In 2004, Valance returned to acting, this time in the United States, appearing in episodes of the television series CSI: Miami and Entourage. In 2005, she appeared in an episode of CSI: NY. In 2005 Valance returned to music, albeit briefly, when she appeared on Har Mar Superstar's album The Handler singing on the tracks, "DUI", "Back the Camel Up" and "Body Request". She appeared in Prison Break in 2006 as Nika Volek, a role which she continued to portray in the show's second season. Also in 2006, Valance appeared in the National Lampoon comedy Pledge This!, alongside American socialite Paris Hilton. The same year, she starred in DOA: Dead or Alive, an adaptation of the popular video game Dead or Alive, in which she played Christie. In 2007, she appeared in the TV series Shark and Moonlight. In 2008, she had a role in the film Taken alongside Liam Neeson, and appeared in an episode of The CW series Valentine.

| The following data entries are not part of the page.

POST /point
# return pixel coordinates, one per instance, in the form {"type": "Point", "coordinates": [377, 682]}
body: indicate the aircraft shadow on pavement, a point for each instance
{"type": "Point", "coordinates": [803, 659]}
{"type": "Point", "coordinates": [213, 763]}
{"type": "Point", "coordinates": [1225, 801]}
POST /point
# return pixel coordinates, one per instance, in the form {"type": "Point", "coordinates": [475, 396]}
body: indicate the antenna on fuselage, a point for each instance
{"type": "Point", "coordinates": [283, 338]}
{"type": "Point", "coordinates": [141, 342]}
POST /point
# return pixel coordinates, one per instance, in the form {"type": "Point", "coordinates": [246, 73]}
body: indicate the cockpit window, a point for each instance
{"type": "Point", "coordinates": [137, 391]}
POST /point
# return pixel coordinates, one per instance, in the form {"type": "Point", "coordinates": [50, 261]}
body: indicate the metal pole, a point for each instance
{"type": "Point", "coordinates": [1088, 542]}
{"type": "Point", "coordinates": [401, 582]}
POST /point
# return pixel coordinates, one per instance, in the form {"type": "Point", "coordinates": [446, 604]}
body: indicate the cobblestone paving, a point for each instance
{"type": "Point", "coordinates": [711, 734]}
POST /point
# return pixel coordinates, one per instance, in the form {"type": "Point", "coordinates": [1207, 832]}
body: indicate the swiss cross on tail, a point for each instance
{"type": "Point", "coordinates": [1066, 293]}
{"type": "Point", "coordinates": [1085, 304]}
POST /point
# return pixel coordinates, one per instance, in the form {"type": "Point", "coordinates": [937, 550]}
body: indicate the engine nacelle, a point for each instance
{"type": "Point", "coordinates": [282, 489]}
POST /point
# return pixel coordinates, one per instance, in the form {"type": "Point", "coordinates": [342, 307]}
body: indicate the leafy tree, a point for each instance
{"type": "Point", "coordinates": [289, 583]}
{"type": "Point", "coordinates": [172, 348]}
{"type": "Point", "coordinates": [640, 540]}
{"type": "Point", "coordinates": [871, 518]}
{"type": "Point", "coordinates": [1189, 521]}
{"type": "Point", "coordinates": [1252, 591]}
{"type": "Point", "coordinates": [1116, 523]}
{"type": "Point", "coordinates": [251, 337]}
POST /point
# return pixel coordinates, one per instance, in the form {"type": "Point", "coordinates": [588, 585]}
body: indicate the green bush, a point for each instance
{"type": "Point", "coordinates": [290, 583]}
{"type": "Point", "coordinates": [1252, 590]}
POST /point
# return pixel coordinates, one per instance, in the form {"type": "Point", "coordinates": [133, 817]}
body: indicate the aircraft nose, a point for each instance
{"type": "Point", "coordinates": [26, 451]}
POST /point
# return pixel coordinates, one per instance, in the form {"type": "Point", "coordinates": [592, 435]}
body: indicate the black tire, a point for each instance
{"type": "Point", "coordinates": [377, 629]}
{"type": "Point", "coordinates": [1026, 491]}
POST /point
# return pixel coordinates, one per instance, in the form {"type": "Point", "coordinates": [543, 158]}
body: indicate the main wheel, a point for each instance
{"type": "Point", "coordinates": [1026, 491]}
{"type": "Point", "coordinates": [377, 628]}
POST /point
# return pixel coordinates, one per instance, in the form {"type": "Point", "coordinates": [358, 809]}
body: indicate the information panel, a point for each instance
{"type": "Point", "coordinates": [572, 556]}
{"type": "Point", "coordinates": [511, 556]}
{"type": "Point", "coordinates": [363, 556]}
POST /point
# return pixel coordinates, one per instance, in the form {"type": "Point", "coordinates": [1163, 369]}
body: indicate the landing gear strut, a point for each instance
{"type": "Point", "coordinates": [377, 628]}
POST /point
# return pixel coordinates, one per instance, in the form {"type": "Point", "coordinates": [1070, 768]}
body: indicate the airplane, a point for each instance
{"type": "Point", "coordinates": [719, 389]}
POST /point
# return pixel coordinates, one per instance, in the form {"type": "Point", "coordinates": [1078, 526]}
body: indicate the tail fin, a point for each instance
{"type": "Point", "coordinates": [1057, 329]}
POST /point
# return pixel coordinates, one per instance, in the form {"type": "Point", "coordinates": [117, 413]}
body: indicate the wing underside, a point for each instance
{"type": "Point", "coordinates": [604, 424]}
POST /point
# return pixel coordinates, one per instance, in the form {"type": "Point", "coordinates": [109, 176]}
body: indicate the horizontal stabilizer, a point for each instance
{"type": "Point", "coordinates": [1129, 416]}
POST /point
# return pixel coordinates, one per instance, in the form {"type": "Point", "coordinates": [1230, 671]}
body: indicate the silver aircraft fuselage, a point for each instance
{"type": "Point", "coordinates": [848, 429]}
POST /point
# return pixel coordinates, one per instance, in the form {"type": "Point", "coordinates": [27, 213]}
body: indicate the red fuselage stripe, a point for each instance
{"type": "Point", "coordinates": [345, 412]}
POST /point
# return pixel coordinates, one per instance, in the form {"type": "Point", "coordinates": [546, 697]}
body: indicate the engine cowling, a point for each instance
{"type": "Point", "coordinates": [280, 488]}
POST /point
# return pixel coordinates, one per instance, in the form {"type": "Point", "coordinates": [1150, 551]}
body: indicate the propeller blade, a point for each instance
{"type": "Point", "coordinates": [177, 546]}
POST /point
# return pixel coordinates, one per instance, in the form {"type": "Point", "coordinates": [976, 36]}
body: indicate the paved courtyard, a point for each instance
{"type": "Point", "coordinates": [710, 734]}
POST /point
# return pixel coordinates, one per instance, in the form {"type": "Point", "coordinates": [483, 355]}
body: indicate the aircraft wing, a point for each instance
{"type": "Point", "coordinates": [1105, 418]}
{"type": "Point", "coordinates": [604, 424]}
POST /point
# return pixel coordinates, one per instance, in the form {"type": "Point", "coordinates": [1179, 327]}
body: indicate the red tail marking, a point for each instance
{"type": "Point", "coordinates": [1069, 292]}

In 2009, Valance appeared in Frankmusik's video for his single "Confusion Girl". She also leaked a track called "Superstar" in 2009. In 2009 Valance played Brenda Snow for the video game Command & Conquer: Red Alert 3 – Uprising. She also appeared in Scott Caan's film Mercy. Valance took part in the 2011 series of Strictly Come Dancing, where she was paired with the professional winner of series 8, Artem Chigvintsev. Valance and Chigvintsev were eliminated in the semi-final of the competition on 11 December 2011, giving them a fourth-place finish. She also starred in the Miss Marple television episode called "The Pale Horse". In 2011, Valance appeared in an advert for Foster's Gold bottled beer.

In 2013, Valance was mentor and judge of fashion competition Shopaholic Showdown.

===2013–present: Hiatus and other projects===
In 2013, Valance took a hiatus from her artistic career to prioritise her family, and has since been doing charity work as Ambassador of The Children's Trust, the UK's leading charity for children with brain injury and neurodisability. Since then, her only new role has been an appearance in the movie Red Herring, released in 2015 and shot in 2013. On 28 July 2022, Valance was seen in a cameo appearance as Felicity Scully, in what was intended to be the final-ever Neighbours episode. Her appearance was filmed in the UK alongside that of Natalie Imbruglia's character, Beth Brennan.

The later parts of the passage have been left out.